Kapiak fig
Kapiak / Dinner-plate fig (Ficus dammaropsis)
Ficus dammaropsis is specified for spectacular enormous pleated quilted leaves that can reach half a metre — a true conversation plant for shaded humid courtyards and atrium-adjacent courts where the brief is dramatic foliage under canopy, not sun-baked terrace planting.
Spec
At a glance
- Botanical name
- Ficus dammaropsis
- Family
- Moraceae
- Common names
- Kapiak, dinner-plate fig, Papua fig
- Origin
- New Guinea highlands
- Plant type
- Large shrub to small tree
- Mature height
- Often 3–6 m in landscape use
- Trunk / form
- Enormous pleated quilted leaves; open habit
- Crown spread
- Moderate; leaf mass dominates silhouette
- Growth rate
- Moderate in ideal humidity and shade
- Light
- Bright shade to filtered sun — scorches in harsh direct heat
- Water needs
- Moderate to high; steady humidity preferred
- India climate suitability
- Humid tropical courts (Kerala, Goa, Kolkata); poor in dry heat without shade and mist
- Cold/heat & salt/wind tolerance
- Cold-sensitive; leaves tear in dry wind; not a coastal salt specialist
- Typical supply size
- Container specimens with visible leaf scale [Unverified]
- Lead time (sourcing)
- [Unverified] rare — confirm nursery holding before BOQ lock
- Install considerations
- Wind shelter, shade cloth at establishment, generous moisture retention
- Maintenance level
- Moderate to high — humidity, wind protection, torn-leaf removal
- Cautions
- Rare; scorches in extreme heat/dry wind; cold-sensitive; needs humidity
Gallery
Specimen visual guide
Visual context for placement, scale, handling, and landscape integration.
Section
Where it's used in premium projects
Designers specify Ficus dammaropsis when a shaded tropical court or atrium edge must deliver a single dramatic foliage moment — boutique hotel courtyards under taller canopy, botanical-feature niches, and lobby-adjacent courts where pleated dinner-plate leaves read against stone and glass.

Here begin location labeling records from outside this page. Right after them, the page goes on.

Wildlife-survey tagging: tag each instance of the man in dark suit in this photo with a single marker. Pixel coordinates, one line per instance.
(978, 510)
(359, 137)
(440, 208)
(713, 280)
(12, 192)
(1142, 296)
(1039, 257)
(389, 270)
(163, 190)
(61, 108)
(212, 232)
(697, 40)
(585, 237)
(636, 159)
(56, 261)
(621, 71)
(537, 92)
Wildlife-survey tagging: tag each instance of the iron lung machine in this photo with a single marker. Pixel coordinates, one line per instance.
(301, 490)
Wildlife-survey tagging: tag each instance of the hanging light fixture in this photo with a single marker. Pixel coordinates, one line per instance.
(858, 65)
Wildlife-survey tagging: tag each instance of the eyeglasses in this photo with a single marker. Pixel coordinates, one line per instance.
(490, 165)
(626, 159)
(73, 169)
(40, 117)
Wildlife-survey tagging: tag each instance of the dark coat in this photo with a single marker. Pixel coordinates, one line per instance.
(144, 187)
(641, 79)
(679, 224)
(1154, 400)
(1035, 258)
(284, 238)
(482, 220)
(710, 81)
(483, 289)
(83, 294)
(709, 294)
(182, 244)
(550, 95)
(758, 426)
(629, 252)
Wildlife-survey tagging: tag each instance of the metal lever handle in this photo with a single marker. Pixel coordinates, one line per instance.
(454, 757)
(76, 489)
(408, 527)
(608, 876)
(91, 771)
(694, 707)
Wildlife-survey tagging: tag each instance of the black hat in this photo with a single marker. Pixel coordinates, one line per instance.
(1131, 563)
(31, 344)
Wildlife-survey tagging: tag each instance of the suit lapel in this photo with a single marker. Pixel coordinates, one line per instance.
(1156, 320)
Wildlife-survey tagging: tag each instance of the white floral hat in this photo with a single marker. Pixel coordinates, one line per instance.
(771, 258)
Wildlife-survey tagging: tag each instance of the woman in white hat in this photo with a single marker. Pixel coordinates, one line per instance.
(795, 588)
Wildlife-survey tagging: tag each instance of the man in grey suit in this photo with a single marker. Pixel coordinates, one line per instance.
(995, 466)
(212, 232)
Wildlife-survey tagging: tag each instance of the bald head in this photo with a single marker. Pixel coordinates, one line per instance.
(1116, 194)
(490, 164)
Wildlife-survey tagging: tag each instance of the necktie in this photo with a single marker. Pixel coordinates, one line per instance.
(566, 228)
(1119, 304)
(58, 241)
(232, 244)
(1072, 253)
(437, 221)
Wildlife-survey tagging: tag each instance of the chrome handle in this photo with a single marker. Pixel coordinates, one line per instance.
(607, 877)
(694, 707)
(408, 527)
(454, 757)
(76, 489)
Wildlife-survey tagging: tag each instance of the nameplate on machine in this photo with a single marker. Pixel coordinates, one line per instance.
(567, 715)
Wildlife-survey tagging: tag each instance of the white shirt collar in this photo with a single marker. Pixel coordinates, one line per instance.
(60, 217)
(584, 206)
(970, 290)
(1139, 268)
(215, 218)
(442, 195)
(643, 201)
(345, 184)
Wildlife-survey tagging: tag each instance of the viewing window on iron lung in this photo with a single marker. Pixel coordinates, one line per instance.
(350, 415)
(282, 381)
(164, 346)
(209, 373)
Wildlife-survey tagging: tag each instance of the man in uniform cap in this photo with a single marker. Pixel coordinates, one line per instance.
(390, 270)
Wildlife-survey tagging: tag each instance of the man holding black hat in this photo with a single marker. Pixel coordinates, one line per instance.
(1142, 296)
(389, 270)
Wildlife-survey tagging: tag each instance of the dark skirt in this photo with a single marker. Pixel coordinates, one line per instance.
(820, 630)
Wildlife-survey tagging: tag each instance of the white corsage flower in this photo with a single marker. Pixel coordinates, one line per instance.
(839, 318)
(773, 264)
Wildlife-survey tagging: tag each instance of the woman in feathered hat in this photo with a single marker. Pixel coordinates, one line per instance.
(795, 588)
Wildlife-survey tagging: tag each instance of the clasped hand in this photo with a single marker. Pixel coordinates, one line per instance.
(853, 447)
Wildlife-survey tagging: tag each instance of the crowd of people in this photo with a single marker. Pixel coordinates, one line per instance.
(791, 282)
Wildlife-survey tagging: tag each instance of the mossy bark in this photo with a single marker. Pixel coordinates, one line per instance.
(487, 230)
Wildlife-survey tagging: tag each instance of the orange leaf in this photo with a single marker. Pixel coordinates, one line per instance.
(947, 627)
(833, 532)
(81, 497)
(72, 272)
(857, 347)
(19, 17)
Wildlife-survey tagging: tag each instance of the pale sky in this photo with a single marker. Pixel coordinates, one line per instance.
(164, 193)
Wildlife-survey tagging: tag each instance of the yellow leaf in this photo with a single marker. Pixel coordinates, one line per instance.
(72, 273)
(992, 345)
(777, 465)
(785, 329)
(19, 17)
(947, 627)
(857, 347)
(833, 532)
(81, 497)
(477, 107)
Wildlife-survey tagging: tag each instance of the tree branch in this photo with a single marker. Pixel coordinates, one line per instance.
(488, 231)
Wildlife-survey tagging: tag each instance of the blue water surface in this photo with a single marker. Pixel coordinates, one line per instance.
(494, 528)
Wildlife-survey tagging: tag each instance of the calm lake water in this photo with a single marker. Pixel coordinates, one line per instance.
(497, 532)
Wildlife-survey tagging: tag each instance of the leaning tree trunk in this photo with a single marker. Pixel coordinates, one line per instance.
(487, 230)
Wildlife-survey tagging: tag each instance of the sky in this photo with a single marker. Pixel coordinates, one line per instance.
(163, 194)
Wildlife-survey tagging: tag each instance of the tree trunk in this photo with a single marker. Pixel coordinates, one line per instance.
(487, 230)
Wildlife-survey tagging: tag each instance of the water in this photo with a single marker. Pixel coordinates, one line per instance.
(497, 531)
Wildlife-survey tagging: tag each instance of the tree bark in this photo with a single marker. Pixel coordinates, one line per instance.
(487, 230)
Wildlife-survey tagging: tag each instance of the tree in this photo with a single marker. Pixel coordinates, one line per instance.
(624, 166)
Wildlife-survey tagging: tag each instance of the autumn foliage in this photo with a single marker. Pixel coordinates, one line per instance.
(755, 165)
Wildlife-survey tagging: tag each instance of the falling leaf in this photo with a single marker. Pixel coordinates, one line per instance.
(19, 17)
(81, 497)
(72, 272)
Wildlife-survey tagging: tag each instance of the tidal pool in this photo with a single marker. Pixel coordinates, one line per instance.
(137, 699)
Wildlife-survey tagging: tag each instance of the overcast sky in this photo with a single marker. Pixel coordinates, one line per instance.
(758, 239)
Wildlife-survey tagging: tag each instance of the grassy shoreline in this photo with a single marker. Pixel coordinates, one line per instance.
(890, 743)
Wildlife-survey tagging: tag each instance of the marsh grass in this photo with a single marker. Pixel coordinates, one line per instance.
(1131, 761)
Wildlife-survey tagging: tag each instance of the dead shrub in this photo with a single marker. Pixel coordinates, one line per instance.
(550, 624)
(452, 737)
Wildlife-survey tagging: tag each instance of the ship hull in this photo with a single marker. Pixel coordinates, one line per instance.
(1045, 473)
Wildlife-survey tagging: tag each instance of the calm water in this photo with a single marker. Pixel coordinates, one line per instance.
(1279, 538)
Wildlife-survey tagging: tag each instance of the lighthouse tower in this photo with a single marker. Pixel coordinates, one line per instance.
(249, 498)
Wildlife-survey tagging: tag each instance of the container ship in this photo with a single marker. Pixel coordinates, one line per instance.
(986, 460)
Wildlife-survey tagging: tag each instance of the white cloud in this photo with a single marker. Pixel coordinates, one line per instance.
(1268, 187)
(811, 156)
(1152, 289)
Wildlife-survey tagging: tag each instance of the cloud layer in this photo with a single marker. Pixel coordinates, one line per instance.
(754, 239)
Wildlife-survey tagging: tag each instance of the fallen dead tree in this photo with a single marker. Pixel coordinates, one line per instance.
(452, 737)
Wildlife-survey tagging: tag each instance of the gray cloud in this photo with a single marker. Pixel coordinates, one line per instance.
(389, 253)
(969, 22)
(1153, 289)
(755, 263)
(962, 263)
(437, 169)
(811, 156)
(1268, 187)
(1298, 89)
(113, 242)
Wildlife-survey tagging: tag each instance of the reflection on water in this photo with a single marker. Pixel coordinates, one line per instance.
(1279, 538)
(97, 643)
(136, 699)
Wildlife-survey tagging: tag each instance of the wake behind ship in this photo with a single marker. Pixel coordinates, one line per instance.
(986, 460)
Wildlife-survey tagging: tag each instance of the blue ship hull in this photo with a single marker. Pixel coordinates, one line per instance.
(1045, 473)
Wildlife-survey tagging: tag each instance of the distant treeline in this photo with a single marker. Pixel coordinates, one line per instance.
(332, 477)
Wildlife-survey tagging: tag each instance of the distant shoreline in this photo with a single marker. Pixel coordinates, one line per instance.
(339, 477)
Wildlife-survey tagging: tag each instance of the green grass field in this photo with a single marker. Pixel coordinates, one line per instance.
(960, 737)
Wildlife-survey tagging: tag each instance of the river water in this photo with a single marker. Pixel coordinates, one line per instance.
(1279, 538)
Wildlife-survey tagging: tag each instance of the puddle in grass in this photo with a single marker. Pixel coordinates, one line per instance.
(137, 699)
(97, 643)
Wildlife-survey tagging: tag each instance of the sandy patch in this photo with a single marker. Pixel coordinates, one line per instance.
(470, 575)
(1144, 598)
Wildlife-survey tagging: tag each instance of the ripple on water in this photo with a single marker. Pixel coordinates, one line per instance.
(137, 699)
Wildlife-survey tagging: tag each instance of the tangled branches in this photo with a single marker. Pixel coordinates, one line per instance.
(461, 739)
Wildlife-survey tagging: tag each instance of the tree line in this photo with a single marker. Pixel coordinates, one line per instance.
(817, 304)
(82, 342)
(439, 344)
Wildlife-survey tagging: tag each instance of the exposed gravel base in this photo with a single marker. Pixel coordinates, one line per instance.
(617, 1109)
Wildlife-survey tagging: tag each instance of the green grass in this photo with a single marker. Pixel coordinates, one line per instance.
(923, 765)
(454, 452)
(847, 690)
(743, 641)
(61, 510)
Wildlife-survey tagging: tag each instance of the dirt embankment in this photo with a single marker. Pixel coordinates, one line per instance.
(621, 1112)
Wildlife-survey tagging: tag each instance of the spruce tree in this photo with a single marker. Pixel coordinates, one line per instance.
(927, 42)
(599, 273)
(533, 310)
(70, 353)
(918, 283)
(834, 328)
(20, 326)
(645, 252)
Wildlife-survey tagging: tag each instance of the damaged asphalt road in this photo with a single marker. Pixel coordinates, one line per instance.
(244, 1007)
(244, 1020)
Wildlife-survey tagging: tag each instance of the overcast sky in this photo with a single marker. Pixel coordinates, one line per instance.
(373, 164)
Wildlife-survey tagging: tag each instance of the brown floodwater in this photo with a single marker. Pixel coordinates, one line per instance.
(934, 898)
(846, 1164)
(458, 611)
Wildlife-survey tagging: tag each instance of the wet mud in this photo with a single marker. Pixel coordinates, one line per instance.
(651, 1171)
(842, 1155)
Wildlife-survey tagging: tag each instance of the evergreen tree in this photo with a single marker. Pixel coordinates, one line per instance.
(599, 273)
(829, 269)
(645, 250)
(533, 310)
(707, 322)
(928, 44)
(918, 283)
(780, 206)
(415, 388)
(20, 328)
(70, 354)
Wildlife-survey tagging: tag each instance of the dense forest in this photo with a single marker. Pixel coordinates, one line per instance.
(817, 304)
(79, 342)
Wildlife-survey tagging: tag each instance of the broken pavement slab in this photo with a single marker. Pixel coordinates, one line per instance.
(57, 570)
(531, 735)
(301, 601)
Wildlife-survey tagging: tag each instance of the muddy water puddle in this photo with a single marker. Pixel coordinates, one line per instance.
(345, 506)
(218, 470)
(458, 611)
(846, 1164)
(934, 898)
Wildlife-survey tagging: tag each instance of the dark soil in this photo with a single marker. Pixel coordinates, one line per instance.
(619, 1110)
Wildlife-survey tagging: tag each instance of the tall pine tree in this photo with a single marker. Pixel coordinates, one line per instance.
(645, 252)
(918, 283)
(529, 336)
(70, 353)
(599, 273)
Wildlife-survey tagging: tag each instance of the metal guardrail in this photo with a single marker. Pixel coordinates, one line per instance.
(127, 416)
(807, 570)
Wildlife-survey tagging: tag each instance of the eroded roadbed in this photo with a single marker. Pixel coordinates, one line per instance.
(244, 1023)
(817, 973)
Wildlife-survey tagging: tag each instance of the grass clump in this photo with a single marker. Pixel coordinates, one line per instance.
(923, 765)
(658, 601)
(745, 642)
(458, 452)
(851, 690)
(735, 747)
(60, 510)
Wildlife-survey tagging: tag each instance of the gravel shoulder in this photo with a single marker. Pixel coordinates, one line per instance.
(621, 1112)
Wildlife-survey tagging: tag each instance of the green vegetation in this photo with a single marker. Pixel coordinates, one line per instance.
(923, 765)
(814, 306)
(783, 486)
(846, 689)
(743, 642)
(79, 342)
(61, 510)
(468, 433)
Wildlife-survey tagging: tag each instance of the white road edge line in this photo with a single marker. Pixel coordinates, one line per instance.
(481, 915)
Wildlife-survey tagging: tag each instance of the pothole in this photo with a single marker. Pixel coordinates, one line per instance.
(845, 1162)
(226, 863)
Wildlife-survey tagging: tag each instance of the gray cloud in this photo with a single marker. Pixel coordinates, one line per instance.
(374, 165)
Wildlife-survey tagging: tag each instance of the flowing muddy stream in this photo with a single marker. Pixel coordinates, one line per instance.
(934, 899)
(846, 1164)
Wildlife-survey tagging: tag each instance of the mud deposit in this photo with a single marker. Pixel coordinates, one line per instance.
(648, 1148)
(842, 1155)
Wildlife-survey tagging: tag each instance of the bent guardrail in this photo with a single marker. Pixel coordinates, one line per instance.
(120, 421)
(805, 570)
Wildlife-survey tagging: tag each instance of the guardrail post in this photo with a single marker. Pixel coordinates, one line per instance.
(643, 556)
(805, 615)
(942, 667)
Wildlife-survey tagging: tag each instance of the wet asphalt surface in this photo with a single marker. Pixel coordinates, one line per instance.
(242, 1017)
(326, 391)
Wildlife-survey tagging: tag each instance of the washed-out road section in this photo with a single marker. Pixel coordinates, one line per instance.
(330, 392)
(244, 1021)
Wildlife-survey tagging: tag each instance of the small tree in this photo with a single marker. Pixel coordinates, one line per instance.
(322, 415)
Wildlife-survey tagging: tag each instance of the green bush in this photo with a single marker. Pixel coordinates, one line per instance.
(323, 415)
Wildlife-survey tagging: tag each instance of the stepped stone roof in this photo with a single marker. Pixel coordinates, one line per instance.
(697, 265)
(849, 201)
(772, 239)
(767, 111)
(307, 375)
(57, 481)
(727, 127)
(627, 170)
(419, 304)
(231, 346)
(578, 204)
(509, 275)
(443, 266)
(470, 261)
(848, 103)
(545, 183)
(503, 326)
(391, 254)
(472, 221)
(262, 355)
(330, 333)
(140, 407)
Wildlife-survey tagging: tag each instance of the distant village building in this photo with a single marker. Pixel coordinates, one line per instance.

It is not a pool-deck sun tree.
Section
Climate & site suitability in India
Highland-origin biology means filtered light, humidity, and wind protection outperform full Rajasthan sun — leaves tear and scorch on exposed terraces. Humid metros with partial shade succeed; dry NCR summers need engineered shade and irrigation. Compare to Ficus auriculata only where sun and spread are available — dammaropsis is the shade-humidity specialist.
Section
Sourcing & acclimatisation
Rarity drives procurement — photograph leaf pleating and scale at nursery gate; seedlings do not prove the brief. [Unverified: import share versus specialist domestic holdings.] Hold under shade with consistent moisture before exposing to site microclimate; sudden relocation to harsh sun collapses leaf quality within weeks.
Section
Installation (pit, soil, drainage, bracing)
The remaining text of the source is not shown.